With reportedly 2,000 dead in The invasion of Ukraine by Russian President Vladimir Putin and more than 836,000 people displaced as they flee from his brigades, bombs and bullets, one way or another, amidst all the fear and uncertainty, there is still time for racism.
Over the past few days, several reports from the Ukraine-Poland border have indicated that black people living in Ukraine have had a much harder time getting to safety. According to CNN, refugees of color were forced to wait in freezing conditions without food or water. On Tuesday, Ukraine’s foreign minister said everyone leaving the country should be treated fairly.
“Ukrainians were given priority over Africans – men and women – at all times,” said Rachel Onyegbule, a Nigerian medical student. told CNN. “We don’t need to wonder why. We know why.
The Russian invasion of Ukraine highlighted the Western world’s failure to see black people as human beings. While rallying the troops and his people to fight Putin’s aggression, Ukrainian President Volodymyr Zelenskyy managed to appeal to our common humanity. It’s not something black and brown people in conflict have never really been able to do.
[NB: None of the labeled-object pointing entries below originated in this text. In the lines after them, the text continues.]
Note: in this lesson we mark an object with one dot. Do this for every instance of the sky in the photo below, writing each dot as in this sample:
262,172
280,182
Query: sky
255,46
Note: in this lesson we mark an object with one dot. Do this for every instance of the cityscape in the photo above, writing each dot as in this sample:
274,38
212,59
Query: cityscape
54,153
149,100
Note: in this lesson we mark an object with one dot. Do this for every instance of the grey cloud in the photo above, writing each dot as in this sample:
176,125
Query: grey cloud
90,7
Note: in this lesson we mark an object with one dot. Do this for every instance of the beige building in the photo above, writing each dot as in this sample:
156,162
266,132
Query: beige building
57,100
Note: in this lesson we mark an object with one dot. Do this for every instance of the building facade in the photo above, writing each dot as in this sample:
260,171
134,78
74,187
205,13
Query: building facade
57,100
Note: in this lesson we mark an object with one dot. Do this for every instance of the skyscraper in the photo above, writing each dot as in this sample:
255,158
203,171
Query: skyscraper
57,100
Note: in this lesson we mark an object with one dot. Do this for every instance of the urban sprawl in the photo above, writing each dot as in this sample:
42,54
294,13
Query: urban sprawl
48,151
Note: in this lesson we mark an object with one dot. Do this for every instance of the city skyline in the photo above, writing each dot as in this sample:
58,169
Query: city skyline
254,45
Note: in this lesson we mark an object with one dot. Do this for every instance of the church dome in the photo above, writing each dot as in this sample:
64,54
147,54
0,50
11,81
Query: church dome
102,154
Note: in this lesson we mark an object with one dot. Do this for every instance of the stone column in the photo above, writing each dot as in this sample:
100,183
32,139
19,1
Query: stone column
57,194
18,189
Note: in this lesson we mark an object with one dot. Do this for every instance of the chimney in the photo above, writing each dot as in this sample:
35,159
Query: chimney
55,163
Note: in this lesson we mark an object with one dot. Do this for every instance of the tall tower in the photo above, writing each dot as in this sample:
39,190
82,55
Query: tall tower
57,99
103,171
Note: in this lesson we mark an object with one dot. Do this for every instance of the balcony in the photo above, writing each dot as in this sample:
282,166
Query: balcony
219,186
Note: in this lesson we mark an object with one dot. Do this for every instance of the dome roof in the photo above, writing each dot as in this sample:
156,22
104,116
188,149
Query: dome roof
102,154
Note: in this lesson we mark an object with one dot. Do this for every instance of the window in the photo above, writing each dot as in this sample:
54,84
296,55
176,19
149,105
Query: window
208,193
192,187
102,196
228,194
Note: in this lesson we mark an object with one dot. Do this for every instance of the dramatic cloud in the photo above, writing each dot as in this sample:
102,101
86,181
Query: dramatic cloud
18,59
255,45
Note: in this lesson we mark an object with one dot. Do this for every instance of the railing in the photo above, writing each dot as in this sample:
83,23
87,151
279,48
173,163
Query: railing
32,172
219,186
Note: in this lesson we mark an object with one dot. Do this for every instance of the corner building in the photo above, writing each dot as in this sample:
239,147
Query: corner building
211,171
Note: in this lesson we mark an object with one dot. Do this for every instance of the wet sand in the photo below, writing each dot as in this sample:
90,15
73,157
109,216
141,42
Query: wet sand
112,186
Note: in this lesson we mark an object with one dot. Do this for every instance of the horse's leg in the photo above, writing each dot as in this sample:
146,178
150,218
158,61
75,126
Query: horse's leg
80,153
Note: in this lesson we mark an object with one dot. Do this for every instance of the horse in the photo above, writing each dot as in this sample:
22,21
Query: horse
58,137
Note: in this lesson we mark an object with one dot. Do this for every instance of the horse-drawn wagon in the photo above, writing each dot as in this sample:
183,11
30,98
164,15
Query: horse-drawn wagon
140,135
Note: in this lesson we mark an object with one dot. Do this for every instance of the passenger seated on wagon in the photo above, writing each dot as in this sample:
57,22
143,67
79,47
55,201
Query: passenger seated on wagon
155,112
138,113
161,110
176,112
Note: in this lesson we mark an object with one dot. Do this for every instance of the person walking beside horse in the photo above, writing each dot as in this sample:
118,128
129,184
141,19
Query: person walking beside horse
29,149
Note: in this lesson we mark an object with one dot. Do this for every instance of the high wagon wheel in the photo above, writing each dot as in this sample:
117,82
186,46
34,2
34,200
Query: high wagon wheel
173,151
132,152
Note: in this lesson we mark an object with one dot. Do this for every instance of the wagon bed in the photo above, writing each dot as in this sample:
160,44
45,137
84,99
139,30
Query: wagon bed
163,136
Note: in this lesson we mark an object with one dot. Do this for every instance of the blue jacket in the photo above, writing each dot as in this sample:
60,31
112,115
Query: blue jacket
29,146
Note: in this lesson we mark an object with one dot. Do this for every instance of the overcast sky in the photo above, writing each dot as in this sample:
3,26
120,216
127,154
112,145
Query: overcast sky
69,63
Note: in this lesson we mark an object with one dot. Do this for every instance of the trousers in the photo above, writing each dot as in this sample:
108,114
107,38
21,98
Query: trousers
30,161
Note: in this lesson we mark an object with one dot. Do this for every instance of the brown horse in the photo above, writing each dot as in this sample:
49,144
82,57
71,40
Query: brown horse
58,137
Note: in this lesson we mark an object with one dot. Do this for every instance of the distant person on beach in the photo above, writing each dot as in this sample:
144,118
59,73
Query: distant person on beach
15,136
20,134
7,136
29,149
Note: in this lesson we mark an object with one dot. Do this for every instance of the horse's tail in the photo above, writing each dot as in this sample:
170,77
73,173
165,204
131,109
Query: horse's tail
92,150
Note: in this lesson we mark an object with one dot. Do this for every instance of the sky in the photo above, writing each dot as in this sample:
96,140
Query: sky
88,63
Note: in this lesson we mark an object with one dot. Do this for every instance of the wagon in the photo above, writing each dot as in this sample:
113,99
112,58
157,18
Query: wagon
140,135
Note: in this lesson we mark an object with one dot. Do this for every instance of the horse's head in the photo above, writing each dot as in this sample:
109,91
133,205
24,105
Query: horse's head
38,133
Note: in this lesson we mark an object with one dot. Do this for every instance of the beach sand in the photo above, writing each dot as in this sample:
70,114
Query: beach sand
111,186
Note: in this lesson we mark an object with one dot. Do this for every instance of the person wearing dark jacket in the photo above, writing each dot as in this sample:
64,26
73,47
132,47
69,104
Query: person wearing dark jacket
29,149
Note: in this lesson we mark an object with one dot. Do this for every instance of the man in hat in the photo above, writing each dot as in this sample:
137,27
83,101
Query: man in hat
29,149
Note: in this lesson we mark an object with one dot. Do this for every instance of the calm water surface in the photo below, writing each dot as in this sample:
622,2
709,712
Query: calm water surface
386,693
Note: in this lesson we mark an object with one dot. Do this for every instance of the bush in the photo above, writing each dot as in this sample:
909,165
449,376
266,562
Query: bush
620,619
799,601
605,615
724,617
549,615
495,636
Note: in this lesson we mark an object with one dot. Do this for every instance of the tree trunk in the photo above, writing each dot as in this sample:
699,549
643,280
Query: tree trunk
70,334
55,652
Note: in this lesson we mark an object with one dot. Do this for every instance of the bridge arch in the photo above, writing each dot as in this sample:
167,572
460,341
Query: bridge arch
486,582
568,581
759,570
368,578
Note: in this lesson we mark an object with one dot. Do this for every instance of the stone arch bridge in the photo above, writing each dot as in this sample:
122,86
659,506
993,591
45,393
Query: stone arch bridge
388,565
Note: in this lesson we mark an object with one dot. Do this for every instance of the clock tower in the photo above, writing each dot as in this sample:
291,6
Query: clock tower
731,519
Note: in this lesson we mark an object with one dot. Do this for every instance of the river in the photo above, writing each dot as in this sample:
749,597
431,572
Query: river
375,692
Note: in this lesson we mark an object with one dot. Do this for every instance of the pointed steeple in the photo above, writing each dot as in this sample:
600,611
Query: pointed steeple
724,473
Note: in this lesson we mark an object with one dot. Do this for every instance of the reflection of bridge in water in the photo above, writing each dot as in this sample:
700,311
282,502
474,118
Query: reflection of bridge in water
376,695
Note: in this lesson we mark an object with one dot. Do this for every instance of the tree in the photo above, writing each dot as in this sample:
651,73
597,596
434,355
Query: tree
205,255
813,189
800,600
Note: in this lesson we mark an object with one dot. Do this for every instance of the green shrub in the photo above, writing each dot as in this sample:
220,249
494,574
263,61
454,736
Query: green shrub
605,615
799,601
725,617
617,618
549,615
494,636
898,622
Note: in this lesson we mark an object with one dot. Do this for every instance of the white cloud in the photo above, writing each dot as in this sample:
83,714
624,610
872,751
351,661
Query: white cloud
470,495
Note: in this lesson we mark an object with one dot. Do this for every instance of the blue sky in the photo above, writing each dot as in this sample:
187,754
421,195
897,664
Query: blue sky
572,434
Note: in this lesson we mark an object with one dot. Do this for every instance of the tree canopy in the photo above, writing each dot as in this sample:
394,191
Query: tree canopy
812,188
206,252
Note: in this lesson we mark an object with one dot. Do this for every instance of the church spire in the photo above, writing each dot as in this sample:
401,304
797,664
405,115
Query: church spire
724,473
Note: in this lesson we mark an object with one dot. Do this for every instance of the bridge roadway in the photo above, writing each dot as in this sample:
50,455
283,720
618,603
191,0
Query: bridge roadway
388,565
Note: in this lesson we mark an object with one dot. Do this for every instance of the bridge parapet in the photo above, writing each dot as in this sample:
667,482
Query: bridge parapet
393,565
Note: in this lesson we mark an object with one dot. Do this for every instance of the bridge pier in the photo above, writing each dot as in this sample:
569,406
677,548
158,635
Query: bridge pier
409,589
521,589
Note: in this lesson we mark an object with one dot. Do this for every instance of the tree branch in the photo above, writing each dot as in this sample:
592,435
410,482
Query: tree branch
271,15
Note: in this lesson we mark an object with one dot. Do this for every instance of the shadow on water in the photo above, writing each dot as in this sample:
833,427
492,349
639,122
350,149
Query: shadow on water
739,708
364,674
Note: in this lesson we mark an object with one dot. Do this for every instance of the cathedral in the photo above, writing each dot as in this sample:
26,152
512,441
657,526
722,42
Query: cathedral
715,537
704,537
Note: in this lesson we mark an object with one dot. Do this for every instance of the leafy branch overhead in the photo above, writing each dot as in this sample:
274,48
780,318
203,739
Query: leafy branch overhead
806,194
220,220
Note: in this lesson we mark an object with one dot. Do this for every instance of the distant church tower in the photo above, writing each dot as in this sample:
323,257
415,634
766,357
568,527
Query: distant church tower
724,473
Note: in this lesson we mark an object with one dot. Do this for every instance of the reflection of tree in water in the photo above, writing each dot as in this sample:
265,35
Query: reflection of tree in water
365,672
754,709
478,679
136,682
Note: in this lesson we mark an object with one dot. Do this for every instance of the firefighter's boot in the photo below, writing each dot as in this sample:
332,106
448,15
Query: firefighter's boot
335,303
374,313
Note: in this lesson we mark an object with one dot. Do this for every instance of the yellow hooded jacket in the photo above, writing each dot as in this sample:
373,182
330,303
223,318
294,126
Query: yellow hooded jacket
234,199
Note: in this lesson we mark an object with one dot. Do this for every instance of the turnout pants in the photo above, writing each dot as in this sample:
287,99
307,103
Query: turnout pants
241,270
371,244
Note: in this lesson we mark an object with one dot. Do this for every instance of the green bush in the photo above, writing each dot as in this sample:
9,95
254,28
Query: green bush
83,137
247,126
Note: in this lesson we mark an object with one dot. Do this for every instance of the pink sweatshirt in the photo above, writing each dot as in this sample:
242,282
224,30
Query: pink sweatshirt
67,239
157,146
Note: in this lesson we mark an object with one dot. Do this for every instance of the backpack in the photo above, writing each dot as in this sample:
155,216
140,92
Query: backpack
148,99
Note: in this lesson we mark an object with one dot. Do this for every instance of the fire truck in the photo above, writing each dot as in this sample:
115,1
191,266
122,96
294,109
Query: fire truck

Even those trying to flee Ukraine.
A CNN producer tweeted about his sister who is from Sierra Leone and lives in Ukraine. His harrowing escape from the country included 10 hours of walking in the cold, sleep outside and abandon your belongings. A student from Guinea said that he and other Africans were physically prevented from crossing into Ukraine as they watched the whites pass.
“Unlike people in the Middle East or countries with predominantly black or brown populations, for whom war and other devastation is often seen as ‘expected,’ the Western media very quickly realized the humanity of Ukrainians.”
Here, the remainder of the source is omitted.